El llamado pensamiento progresista, ya fuese en el siglo XIX, en el XX o en lo que llevamos del XXI, ya fuese en su faceta marxista clásica, en la anarquista, en la soviética, en la socialdemócrata o en la progresista posmoderna, siempre le ha tenido mucha manía a las humanidades. La historia, la lengua, la literatura, la filosofía, la religión, el arte han padecido sucesivos recortes promovidos por los gobiernos progresistas de todo el mundo para ir encogiéndolas hasta su desaparición. Su explicación ideológica, a grandes voces en tiempos pasados y en voz baja en nuestros días, es que se trata de materias mantenedoras de un orden social burgués, militarista, nacionalista y clasista. Éste es el motivo de la creciente hiperespecialización técnica, ésa que nos convierte en piezas analfabetas de un engranaje, y la paralela irrelevancia de las humanidades, ésas que nos hacen humanos. Hasta tal punto ha llegado la analfabetización de nuestros estudiantes, que son incontables las denuncias de profesores abrumados por el hecho, inconcebible desde el origen medieval de las universidades hasta hace una generación, de que muchos jóvenes que acceden a la universidad no son capaces de comprender lo que leen. Los efectos del progresismo se acaban pagando. El futuro se nos anuncia muy negro.

Hace unas semanas, en su informe sobre el estado de la enseñanza de la historia en nuestro Continente, el Consejo de Europa ha señalado que en España es deficiente debido a los continuos cambios legislativos, la fragmentación competencial autonómica y el escaso tiempo a ella dedicado. Se sabe desde hace décadas. La Academia de la Historia ha vuelto a avisar recientemente, por ejemplo, de que el encogimiento de la enseñanza de la historia tendrá efectos nocivos en la conciencia histórica de los jóvenes. ¿Será precisamente eso lo que se persigue? Porque no hay votante más dócil que el ignorante. Y un votante desconectado de su estirpe, su pasado y su historia, esas cosas insignificantes que explican el presente, es presa fácil de la desintegración progresista. A lo que hay que añadir la única historia que sí se enseña: la falsificación separatista, ésa que el último ministro de Educación del PP, Íñigo Méndez de Vigo, dijo que no le constaba que existiese. Y si a ello se suma la inmigración masiva, tanto la ilegal como la legal, hecho revolucionario que, según acaba de recordar el cardenal Gerhard Müller, "trata de destruir la identidad nacional", el círculo se cierra hermeticamente.
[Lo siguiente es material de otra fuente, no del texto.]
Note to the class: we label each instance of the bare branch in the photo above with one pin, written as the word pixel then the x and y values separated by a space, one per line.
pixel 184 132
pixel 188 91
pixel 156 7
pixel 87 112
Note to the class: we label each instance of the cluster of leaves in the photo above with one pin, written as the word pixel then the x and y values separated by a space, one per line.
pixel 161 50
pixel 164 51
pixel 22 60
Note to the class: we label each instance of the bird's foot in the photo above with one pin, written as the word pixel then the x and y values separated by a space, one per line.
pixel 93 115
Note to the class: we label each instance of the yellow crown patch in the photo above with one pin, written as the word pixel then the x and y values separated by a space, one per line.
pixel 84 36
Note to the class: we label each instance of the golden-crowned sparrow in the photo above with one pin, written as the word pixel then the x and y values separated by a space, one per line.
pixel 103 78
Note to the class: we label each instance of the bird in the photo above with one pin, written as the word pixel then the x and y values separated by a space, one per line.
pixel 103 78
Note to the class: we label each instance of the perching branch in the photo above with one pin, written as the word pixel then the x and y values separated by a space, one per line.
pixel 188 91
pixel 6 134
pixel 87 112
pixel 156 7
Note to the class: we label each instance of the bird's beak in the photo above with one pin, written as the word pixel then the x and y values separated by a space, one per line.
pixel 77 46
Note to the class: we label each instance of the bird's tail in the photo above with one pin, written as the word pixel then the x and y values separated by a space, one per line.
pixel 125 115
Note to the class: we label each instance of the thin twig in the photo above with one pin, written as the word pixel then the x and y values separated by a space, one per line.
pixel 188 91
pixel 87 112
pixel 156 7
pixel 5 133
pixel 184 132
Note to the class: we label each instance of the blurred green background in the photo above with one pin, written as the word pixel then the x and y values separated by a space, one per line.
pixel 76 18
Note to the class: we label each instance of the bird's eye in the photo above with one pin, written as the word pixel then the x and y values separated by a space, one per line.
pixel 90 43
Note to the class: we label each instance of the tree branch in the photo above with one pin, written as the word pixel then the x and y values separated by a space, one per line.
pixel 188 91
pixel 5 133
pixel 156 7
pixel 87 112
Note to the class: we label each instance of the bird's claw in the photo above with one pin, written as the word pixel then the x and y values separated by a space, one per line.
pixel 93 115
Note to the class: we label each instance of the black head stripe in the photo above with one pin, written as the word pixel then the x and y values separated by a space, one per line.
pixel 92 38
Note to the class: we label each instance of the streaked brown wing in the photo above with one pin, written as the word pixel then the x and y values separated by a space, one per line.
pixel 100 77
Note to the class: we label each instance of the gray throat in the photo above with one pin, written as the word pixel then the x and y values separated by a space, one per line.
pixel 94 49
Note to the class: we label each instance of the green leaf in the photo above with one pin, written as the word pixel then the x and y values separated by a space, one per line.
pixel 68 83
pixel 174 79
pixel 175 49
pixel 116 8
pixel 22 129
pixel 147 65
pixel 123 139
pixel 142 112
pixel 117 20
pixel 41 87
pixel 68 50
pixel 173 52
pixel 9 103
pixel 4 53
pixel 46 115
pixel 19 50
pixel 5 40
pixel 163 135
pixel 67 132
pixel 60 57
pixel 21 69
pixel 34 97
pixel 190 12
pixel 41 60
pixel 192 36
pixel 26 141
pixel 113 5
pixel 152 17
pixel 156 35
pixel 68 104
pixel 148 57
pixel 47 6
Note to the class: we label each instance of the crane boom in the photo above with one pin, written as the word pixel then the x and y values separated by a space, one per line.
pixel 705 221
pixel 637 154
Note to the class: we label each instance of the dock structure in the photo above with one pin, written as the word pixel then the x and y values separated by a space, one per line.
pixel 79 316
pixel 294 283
Por otro lado, aquí la ignorancia de la historia va siempre acompañada por el vicio solitario favorito de los españoles: la autodenigración, como la película de Ridley Scott sobre Napoleón ha vuelto a demostrar. Un amigo que me quiere mal me ha enviado una frase estampada en una red social por un autor cuyo nombre es indiferente: "He ido a ver la película Napoleón y a los fachis no les ha gustado porque no salen las batallas de España. Cuando la historia la cuentan otros, siempre nos damos cuenta de que somos más irrelevantes de lo que creíamos" (acompañado de una imágenes de un muñequito llorando de risa).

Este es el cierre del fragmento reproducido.